Sushi for Beginners - Marian Keyes [88]
‘I’m just popping over to Ashling’s for an hour,’ Clodagh called to Dylan, who was watching telly in the half-papered front-room.
‘Are you?’ he asked, in surprise. This was a break from the norm, Clodagh rarely went out in the evenings. And never without him. But before he could question her further, she was already slamming the door and reversing the Nissan Micra out into the road.
‘I need to talk to you,’ Clodagh announced, as Ashling let her into the flat.
‘So I gather,’ Ashling said, dismally.
‘And I need you to do me a favour.’
‘I’ll do my best’
‘Hey, do you know there’s a homeless man sitting in your doorway?’ Clodagh abruptly changed tack. ‘He said hello to me.’
‘That’s probably Boo,’ Ashling said, idly. ‘Young, brown hair, smiley?’
‘Yes, but…’ Clodagh faltered. ‘Do you know him?’
‘Not intimately, but… well, we have the odd chat in passing.’
‘But he’s probably a drug addict! He might mug you with a syringe – that’s what they do, you know. Or break into your flat.’
‘He’s not a drug addict.’
‘How do you know?’
‘He told me.’
‘And you believed him?’
‘You can tell.’ Ashling was suddenly irritable. ‘If someone is drunk or stoned you can tell just by talking to them.’
‘So how come he’s homeless then?’
‘I wouldn’t know,’ Ashling admitted. It had seemed rude to ask. ‘But he’s very nice. Normal, actually. And I wouldn’t blame him if he did drink or take drugs – being homeless looks horrible.’
Clodagh pushed her lower lip out mutinously. ‘I don’t know where you get these people from. But just be careful, will you? Anyway, I need to talk to you. I’ve made a decision.’
‘What is it?’ Going on anti-depressants? Leaving Dylan?
‘The time has come,’ Clodagh lowered herself down on to the couch. Getting herself comfortable she repeated, ‘The time has come…’
‘For what?’ Nerves made Ashling snap.
‘… for me to go back to work,’ Clodagh finished.
This wasn’t what Ashling had been expecting. She’d been braced for something a lot uglier. ‘What? You? Go back to work?’
‘Why not?’ Clodagh was defensive.
‘Er, exactly. Why not? But what triggered this?’
‘Ah, I’ve been thinking about it for a while. It probably isn’t healthy to pour all my energies into my children.’ Privately Clodagh reckoned that that was where the terrible, itchy-uncomfortable feelings of dissatisfaction were coming from. ‘I need to get out of the house more. Have adult conversations.’
‘And that’s all you wanted to talk to me about?’ Ashling needed to check.
‘What else would there be?’ Clodagh sounded surprised.
‘Nothing.’ Ashling could have smacked Dylan, getting her worked up into a state of high anxiety, when it was clear that all that was wrong with Clodagh was boredom. ‘So what kind of job were you thinking of?’
‘Don’t know yet,’ Clodagh admitted. ‘Don’t really mind. Anything… Although,’ she added ruefully, ‘whatever it is, it’ll be hard to go back to taking orders from other people. People who aren’t my children, that is.’

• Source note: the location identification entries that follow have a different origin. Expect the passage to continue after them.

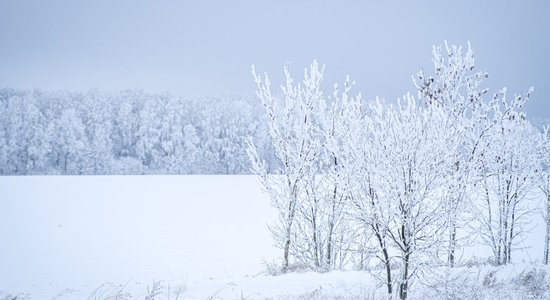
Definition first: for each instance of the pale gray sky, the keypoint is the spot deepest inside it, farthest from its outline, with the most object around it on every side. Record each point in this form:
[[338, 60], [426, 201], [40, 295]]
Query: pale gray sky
[[196, 48]]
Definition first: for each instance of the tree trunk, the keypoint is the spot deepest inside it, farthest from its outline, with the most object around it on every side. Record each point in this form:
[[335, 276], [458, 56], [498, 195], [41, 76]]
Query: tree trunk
[[403, 288], [386, 258], [285, 255], [452, 244], [547, 237]]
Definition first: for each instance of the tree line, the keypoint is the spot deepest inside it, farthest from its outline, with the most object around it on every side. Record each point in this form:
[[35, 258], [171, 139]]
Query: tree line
[[400, 188], [126, 133]]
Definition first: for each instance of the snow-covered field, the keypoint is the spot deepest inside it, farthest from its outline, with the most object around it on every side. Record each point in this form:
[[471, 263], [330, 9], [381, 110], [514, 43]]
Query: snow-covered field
[[67, 237]]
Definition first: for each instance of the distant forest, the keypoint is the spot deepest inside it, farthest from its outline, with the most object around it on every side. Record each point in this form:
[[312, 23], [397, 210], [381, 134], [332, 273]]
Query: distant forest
[[127, 132]]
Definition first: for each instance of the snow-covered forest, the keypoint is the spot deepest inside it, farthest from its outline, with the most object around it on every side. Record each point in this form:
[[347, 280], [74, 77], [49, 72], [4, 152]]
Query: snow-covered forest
[[399, 189], [126, 133]]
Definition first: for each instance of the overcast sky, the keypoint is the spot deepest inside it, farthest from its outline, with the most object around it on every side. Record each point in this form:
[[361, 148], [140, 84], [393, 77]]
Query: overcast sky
[[196, 48]]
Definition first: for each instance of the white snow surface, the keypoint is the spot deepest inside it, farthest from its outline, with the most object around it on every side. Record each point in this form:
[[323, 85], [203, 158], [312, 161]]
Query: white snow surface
[[68, 235]]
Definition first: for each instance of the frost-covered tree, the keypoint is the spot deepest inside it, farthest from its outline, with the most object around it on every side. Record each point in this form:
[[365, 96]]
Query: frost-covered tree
[[455, 86], [415, 148], [296, 143], [544, 186], [507, 162]]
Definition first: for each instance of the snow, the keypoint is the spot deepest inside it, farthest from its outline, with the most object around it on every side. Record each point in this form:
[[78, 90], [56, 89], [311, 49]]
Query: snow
[[207, 234], [73, 231]]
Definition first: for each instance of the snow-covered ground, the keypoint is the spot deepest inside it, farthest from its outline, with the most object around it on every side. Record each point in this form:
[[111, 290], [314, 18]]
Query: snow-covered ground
[[68, 236]]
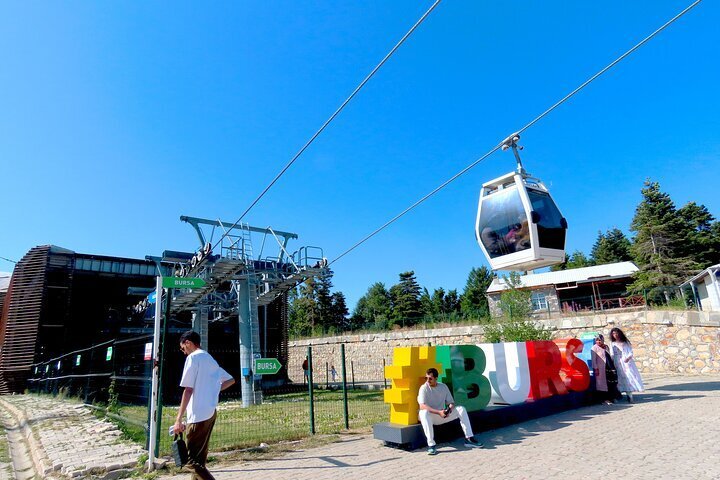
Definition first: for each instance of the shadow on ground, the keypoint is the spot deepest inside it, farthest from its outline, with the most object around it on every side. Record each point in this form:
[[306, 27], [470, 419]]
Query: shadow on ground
[[690, 387]]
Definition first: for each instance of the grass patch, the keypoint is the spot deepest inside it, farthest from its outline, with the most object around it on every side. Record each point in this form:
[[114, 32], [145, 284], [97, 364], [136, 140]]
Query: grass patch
[[280, 418], [4, 448]]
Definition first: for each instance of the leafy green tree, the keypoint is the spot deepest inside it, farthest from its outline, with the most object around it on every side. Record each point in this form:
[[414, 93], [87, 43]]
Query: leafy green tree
[[303, 309], [323, 295], [660, 248], [702, 239], [405, 296], [339, 312], [515, 325], [611, 247], [438, 302], [560, 266], [451, 304], [373, 309], [473, 302], [576, 260], [515, 302], [426, 305]]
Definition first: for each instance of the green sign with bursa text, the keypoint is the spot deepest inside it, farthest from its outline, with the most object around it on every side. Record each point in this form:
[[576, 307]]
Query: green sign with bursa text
[[183, 282]]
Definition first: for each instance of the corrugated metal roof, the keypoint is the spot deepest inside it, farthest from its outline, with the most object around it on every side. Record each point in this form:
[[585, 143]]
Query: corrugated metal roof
[[4, 281], [708, 271], [585, 274]]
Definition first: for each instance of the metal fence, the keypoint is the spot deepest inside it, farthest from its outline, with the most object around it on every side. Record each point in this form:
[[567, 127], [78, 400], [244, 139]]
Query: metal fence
[[114, 377]]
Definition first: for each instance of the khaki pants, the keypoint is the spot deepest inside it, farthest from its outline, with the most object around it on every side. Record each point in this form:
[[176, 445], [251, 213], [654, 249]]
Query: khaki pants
[[198, 441], [428, 419]]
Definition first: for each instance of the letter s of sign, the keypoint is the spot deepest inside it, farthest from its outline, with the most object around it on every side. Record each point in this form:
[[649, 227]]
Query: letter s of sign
[[462, 369], [544, 362], [577, 374]]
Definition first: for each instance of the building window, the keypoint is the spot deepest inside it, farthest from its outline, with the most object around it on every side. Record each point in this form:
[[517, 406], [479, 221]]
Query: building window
[[539, 301]]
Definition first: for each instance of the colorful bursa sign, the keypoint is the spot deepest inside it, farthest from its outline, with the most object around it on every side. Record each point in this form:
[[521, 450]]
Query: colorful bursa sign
[[501, 373]]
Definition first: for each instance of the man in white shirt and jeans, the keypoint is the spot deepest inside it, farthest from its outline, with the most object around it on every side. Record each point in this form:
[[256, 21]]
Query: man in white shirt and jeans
[[437, 407], [203, 380]]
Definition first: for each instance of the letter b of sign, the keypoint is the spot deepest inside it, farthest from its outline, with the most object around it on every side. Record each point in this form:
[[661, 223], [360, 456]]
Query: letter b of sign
[[463, 366]]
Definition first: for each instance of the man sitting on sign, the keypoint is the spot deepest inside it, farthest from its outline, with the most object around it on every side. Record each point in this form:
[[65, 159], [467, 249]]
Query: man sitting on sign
[[437, 407]]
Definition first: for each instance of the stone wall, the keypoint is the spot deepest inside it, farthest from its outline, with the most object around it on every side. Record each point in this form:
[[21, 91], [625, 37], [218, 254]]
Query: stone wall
[[683, 342]]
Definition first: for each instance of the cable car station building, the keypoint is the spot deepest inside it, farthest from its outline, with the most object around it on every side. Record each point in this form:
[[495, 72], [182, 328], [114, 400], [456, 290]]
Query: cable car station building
[[59, 301], [588, 289]]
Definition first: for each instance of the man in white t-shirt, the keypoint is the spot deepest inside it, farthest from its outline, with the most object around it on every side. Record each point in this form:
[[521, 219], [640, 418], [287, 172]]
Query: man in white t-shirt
[[203, 380], [437, 407]]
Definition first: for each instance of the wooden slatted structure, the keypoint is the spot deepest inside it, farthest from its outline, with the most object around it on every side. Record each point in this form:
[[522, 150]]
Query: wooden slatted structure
[[20, 319]]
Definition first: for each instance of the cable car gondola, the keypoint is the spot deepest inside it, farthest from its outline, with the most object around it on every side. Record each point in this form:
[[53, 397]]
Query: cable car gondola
[[518, 225]]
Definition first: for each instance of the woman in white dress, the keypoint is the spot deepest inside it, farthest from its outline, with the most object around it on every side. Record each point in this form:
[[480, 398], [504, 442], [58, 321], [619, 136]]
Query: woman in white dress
[[629, 379], [599, 355]]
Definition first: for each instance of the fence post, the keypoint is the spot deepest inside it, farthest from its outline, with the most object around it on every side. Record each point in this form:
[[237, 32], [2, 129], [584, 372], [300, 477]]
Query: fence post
[[352, 373], [384, 379], [345, 409], [89, 370], [310, 392]]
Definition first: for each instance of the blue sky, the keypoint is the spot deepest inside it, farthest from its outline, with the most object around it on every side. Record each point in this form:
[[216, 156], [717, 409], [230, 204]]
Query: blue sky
[[117, 118]]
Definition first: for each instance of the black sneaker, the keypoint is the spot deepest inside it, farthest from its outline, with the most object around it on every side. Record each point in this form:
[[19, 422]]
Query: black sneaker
[[471, 442]]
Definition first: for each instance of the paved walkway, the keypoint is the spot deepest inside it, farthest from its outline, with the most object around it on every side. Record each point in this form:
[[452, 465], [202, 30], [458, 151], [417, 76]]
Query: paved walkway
[[52, 437], [671, 432]]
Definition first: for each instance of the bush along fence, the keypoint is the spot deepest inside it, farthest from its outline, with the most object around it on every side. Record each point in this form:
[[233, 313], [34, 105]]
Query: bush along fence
[[114, 378]]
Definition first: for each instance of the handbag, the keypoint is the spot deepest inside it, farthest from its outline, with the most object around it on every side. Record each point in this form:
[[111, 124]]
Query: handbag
[[179, 450]]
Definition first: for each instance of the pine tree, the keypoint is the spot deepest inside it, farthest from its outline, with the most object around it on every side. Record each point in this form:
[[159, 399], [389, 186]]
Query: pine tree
[[702, 240], [611, 247], [339, 312], [323, 285], [660, 247], [405, 296], [576, 260], [426, 305], [438, 302], [451, 304], [473, 302], [373, 309]]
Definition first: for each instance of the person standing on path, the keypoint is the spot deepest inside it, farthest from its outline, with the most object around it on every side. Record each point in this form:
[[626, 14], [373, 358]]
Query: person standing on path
[[203, 380], [629, 379], [305, 370], [437, 407], [603, 370]]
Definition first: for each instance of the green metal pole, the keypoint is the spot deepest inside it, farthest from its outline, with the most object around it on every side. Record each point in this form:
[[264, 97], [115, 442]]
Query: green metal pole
[[166, 321], [345, 410], [310, 392], [352, 373]]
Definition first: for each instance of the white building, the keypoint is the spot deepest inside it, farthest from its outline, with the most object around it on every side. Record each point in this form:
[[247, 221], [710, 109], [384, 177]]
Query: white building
[[600, 287], [706, 288]]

As Ashling rearranged her mood to fit in with this unexpected turn of events, Clodagh fell into a reverie. She was always reading books where housewives started their own business. Where they turned their great baking skills into a cake industry. Or set up a health club for women. Or channelled their pottery hobby into a thriving enterprise, employing, oh, at least seven or eight people. They made it sound so easy. Banks lent them money, sisters-in-law minded children, neighbours converted the garage into an HQ, everyone rallied round. When the café flooded, the world and its granny mucked in to clear up: customers, postmen, innocent passers-by and someone the heroine had had a bad argument with. (This usually signalled the end of the disagreement.)

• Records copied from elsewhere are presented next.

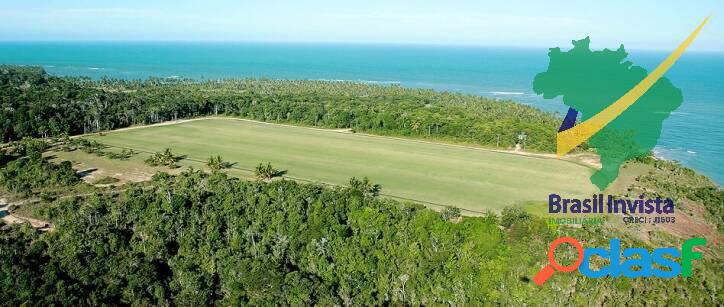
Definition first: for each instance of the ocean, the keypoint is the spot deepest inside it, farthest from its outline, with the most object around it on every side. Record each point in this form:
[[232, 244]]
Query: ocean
[[693, 134]]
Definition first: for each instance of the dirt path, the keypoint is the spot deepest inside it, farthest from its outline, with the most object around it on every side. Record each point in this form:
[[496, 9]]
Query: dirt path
[[10, 218]]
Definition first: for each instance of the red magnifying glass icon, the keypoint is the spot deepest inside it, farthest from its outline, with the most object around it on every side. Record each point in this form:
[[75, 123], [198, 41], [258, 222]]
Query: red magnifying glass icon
[[547, 271]]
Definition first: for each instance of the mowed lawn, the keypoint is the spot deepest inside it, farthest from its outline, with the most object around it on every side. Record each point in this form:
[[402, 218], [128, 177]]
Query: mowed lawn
[[465, 177]]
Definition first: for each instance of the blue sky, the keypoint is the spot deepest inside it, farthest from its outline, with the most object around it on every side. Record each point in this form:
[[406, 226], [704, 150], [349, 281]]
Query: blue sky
[[638, 24]]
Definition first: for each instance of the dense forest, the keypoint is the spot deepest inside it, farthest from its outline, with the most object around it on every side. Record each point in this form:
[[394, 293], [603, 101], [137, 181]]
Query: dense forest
[[202, 239], [35, 104]]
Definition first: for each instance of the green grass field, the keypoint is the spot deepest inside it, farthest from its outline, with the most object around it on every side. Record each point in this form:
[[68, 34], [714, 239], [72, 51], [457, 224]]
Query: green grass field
[[468, 178]]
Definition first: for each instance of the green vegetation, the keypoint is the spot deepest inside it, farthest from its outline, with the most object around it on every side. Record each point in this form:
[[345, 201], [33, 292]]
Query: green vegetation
[[211, 239], [27, 171], [35, 104], [458, 176], [107, 180], [205, 239], [163, 158], [267, 172], [215, 163]]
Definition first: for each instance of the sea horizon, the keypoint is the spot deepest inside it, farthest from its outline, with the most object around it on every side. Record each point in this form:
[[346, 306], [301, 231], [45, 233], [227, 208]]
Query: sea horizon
[[498, 72]]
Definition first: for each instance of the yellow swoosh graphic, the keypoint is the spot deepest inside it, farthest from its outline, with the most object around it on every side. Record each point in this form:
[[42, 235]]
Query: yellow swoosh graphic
[[568, 140]]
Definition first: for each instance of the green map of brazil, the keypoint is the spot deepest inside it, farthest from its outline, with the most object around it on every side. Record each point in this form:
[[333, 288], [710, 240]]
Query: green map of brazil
[[589, 81]]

And these fictional enterprising women invariably bagged a man into the bargain.
But you have a man, Clodagh reminded herself.
Yes, but….
So could she set up her own business? What could she do?
Nothing, if she was honest. She sincerely doubted that anyone would pay to eat something she’d cooked. In fact, with Craig and Molly she almost had to pay them to eat their meals.